16. März 2012 07:38 Uhr

Raffinierte Gen-Namen: "INDY"

Hier klären wir, wie ein Gen zu seinem Namen kam. Seine Entdecker tauften es "INDY" - und waren ganz offensichtlich Fans der britischen Komikertruppe Monty Python. Wie das zusammenhängt? Die Wissenschaftler stellten fest, dass sie die Lebensdauer ihrer Versuchstiere verlängern konnten, wenn sie die Aktivität eines bestimmten Gens unterdrückten: Mutante Drosophila-Fliegen schwirrten noch nach 70 Tagen durch die Versuchsflaschen - normalerweise werden sie keine 40 Tage alt.

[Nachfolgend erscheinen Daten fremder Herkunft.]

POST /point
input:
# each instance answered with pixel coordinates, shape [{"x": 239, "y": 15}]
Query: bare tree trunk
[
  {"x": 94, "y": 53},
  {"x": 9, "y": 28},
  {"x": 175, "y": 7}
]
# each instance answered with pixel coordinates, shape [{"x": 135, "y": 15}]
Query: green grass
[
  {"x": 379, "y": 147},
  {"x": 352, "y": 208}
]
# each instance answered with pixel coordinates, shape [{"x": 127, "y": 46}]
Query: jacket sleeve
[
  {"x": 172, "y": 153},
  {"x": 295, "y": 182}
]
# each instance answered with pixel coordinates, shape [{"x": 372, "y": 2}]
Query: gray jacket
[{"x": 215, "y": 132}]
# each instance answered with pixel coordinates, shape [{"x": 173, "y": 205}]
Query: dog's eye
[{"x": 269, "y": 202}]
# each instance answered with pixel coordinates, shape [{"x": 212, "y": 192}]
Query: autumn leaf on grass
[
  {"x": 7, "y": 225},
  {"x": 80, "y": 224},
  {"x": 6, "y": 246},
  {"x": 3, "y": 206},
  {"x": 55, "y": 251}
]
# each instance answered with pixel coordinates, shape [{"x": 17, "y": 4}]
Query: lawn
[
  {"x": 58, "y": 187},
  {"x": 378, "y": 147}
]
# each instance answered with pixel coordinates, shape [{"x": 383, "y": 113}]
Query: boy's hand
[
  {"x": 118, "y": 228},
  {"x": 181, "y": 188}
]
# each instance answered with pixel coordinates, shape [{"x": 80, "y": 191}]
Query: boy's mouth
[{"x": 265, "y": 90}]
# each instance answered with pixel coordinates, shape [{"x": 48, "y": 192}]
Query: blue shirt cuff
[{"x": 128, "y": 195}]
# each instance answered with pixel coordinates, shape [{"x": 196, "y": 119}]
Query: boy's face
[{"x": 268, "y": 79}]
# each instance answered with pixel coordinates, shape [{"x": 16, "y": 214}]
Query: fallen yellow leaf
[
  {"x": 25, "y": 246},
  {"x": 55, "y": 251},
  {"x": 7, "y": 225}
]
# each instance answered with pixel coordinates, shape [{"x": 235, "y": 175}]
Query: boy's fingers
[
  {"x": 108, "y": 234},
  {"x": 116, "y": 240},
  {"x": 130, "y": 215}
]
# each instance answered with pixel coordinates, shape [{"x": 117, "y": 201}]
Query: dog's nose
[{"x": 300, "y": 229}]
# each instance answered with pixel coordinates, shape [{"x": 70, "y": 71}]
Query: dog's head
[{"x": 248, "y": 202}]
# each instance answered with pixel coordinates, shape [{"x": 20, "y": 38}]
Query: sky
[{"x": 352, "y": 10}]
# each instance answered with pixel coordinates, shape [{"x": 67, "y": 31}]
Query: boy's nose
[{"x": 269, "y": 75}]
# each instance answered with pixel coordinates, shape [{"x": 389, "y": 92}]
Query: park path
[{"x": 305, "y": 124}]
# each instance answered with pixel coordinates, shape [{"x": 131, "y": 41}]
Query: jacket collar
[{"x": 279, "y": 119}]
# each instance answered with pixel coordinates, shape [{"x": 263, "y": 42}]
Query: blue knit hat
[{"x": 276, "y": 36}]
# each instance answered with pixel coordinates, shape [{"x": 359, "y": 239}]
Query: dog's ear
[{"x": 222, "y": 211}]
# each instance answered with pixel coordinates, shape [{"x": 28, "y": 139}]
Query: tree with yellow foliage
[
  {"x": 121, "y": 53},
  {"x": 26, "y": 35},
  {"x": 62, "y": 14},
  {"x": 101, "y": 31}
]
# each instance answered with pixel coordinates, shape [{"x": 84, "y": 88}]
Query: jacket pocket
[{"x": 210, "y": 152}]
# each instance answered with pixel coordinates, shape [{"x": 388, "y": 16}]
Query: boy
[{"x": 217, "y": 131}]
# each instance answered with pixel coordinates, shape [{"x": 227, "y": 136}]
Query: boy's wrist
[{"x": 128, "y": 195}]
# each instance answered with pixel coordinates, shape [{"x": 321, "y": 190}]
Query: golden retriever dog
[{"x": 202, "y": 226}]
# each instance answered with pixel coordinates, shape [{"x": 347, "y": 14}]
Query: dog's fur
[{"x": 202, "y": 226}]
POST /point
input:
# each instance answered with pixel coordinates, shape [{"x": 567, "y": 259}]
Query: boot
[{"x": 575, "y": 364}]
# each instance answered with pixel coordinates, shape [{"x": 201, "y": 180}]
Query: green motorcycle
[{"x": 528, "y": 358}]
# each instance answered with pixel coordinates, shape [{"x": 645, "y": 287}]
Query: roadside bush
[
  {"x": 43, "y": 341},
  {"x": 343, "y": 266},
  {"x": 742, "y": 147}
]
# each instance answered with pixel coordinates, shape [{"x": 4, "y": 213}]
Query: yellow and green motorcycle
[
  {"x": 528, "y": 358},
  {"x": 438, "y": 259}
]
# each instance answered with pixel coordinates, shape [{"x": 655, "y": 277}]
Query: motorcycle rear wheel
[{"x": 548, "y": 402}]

Das brachte die Wissenschaftler auf einen Namen für ihr neu entdecktes Gen. Sie nannten es "INDY": eine Kurzform von "I´m not dead yet", übersetzt: Ich bin noch nicht tot. Diesen Satz ruft auch eine Figur aus dem Monty-Python-Film "Die Ritter der Kokosnuss", als sie auf einen Leichenkarren geworfen werden soll. Diese Art von Humor haben die britischen Komiker und die Fliegenforscher gemeinsam.

Quelle: DRadio Wissen Lizenz: Creative Commons Licence: Namensnennung, keine kommerzielle Nutzung, keine Bearbeitung (BY-NC-CD)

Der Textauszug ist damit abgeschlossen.